= Toby Rimes =

Mythical poodle

Toby Rimes (sometimes spelled Tobey Rimes) is a mythical poodle with an estimated net worth of $92 million. It is allegedly descended from a poodle of the same name who was owned by New York City millionaire Ella Wendel in 1931. When Ella died, she allegedly left her dog an amount between $30 million to $80 million. All of that dog's descendants were supposedly named Toby Rimes and inherited the money. This story is an urban legend, although there was a real dog named Tobey.

The name "Toby Rimes" appeared in a March 15, 2004 London Mirror article by Dawn Knight. It contained a list of 20 of the world's richest pets. Toby Rimes was said by Knight to be a descendant of the original Toby who inherited 15 million pounds "from New York owner Ella Wendel." Since then numerous media outlets have repeated the story of Toby Rimes with embellishments. Some articles included a photo of a white poodle in sunglasses. The photo is actually a stock photo and is copyrighted by Eric Isselee.

The story of the inheritance dates back to at least 1933 when the New York correspondent of the London Daily Express incorrectly reported that "Toby" inherited 15 million pounds and the claim was picked up by newspapers around the world. "World's Richest Dog Dead" was the headline in the Australian newspaper, the Melbourne Argus.

In 1931 most American newspapers reported that Ella Wendel died leaving "Tobey" penniless. The Wilmington Morning News headline read, "$100,000,000 Willed; Wendel Dog Penniless." The article, via the Associated Press, stated "Tobey was the pet of Miss Ella Wendel, who died the other day and bequeathed more than $100,000,000 without mentioning the fluffy, fat Tobey, except by inference. The Society for the Prevention of Cruelty to Animals in New York was willed about $3,500,000 and a similar society in Massachusetts, $700,000."

According to New York city attorney Mervin Rosenman who viewed Ella Wendel's will and probate file for his book on the battle for the Wendel estate, Ella Wendel made "no designation of the person to care for him and no bequest of money for his support." A transcript of the will of Ella Wendel on Ancestry has no mention of Toby or Tobey but does mention "Five equal shares" for the "American Society for the Prevention of Cruelty to Animals" and "One equal share" for "The Massachusetts Society for the Prevention of Cruelty to Animals."

In 1933 Time magazine said that "Tobey, the last of a succession of 18 similarly-named French poodles, was not even mentioned in the will disposing of the late, eccentric Ella Virginia von Echtzel Wendel's $40,000,000 estate."

In 1951 Time published another article about "Tobey." They wrote, "Newsmen dubbed Tobey 'the richest dog in the world.' But, while Miss Wendel left an estate of $40 million, her will made no mention of Tobey....
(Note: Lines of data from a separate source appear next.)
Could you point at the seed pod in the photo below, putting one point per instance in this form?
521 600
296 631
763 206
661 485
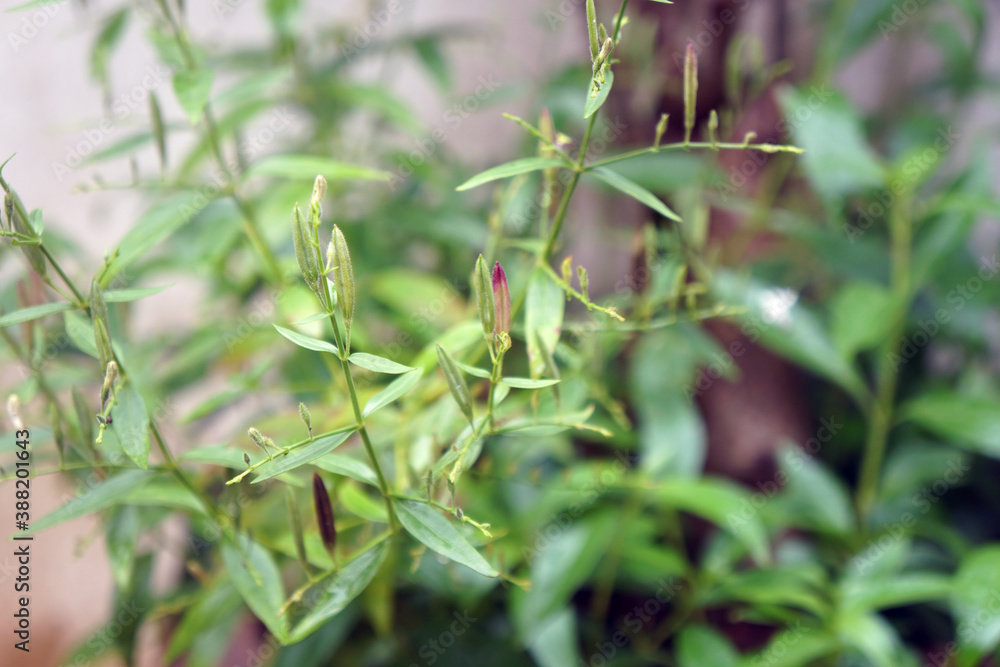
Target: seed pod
105 353
592 29
296 523
110 376
324 515
456 382
661 128
343 280
484 296
83 416
14 411
157 119
306 417
305 253
501 300
690 89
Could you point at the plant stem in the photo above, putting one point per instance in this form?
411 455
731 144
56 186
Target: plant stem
886 373
383 483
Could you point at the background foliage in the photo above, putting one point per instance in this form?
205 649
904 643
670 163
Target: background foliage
581 526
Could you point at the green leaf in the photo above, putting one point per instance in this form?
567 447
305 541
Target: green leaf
94 499
429 527
253 573
193 88
33 313
131 425
122 296
866 595
348 467
527 383
156 225
722 503
522 166
308 342
307 167
545 304
596 101
333 593
700 645
860 317
634 190
976 603
392 391
300 456
972 422
378 364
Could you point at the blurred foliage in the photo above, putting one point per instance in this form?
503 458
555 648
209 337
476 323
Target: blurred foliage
572 521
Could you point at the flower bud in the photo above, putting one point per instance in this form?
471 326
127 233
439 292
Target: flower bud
484 296
456 382
306 417
501 300
343 279
305 253
690 89
324 515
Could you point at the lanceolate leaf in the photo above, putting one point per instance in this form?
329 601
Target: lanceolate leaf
336 590
131 424
428 526
308 342
522 166
378 364
634 190
255 575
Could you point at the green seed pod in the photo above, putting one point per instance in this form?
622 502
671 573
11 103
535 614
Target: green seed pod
324 516
306 417
105 354
83 416
690 89
343 280
501 300
296 523
484 296
592 29
107 388
456 382
661 128
305 253
156 117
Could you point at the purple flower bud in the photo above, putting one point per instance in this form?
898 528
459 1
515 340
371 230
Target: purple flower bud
501 301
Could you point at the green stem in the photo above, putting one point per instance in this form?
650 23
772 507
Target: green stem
886 373
383 483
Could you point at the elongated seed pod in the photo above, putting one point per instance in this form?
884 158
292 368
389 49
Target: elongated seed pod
690 89
343 281
324 515
456 382
501 300
305 254
484 296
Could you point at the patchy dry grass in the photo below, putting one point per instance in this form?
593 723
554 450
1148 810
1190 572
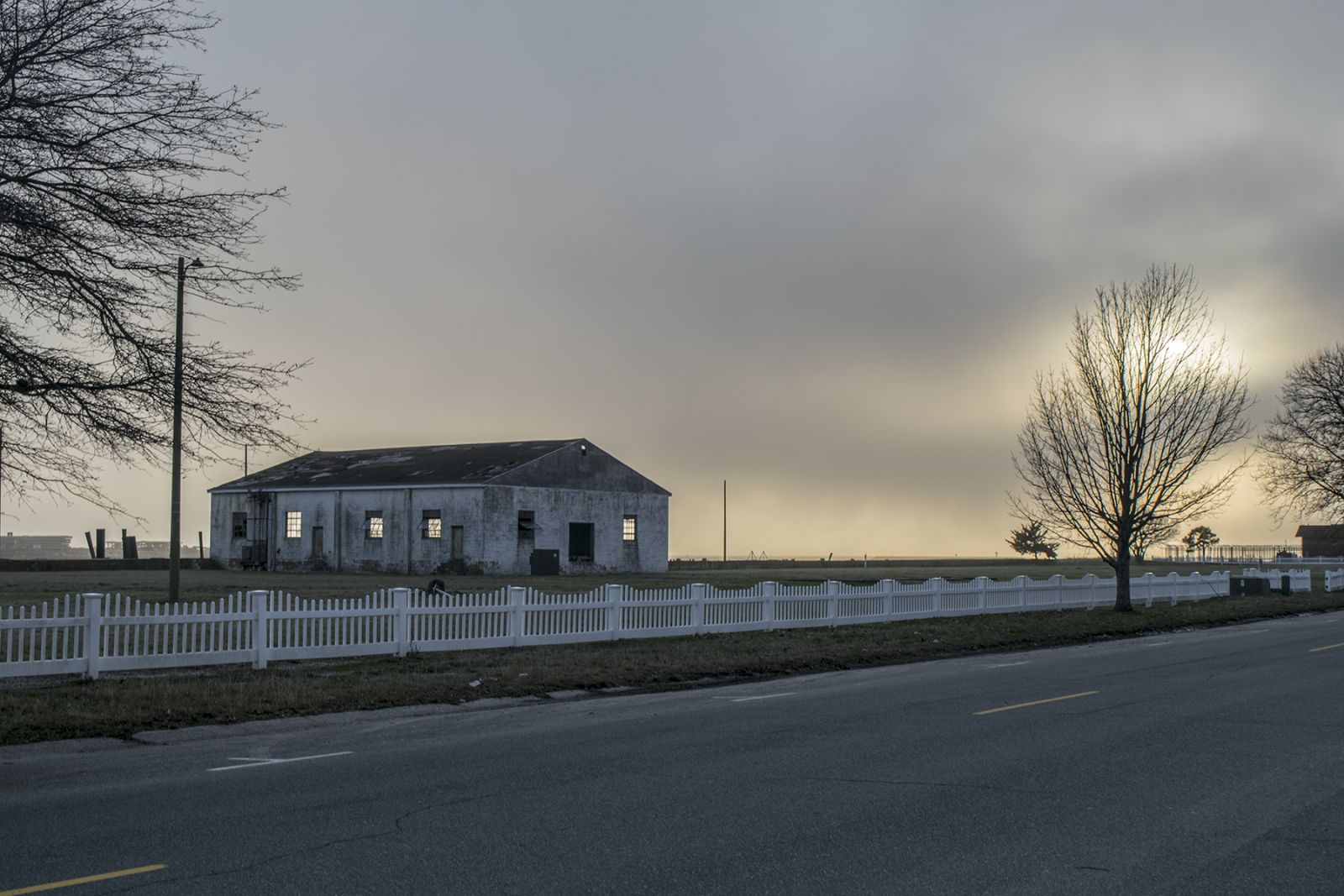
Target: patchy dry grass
118 705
"Last week the late, long-forgotten Tobey achieved new fame. Moscow Radio Commentator Berko told listeners about 'the little dog Tobey who lives in a very beautiful, richly decorated house, built by the best architects in the country . . . His mistress, a mad American woman, left it $75 million . . . The dog sleeps on a 'golden bed. It is attended by a staff of 45 servants and six lawyers." Moral for Moscow: 'While the millionaire dog lives in a beautiful private house, the children of the workers, dressed in tatters, roam the streets begging for a piece of bread. Like stray dogs, they sleep in the open . . . searching for food in the rubbish.'"

By 1985, Toby was mentioned in the Guinness Book of Pet Records. "The richest dog on record was a standard poodle named 'Toby', who was left the modern equivalent of £15 million in the will of his eccentric American owner, Miss Ella Wendel, who died in New York in 1931." Since then Toby was listed in multiple Guinness books as the "richest dog."

When the real Tobey died in 1933, his obituary was published in the New York Times.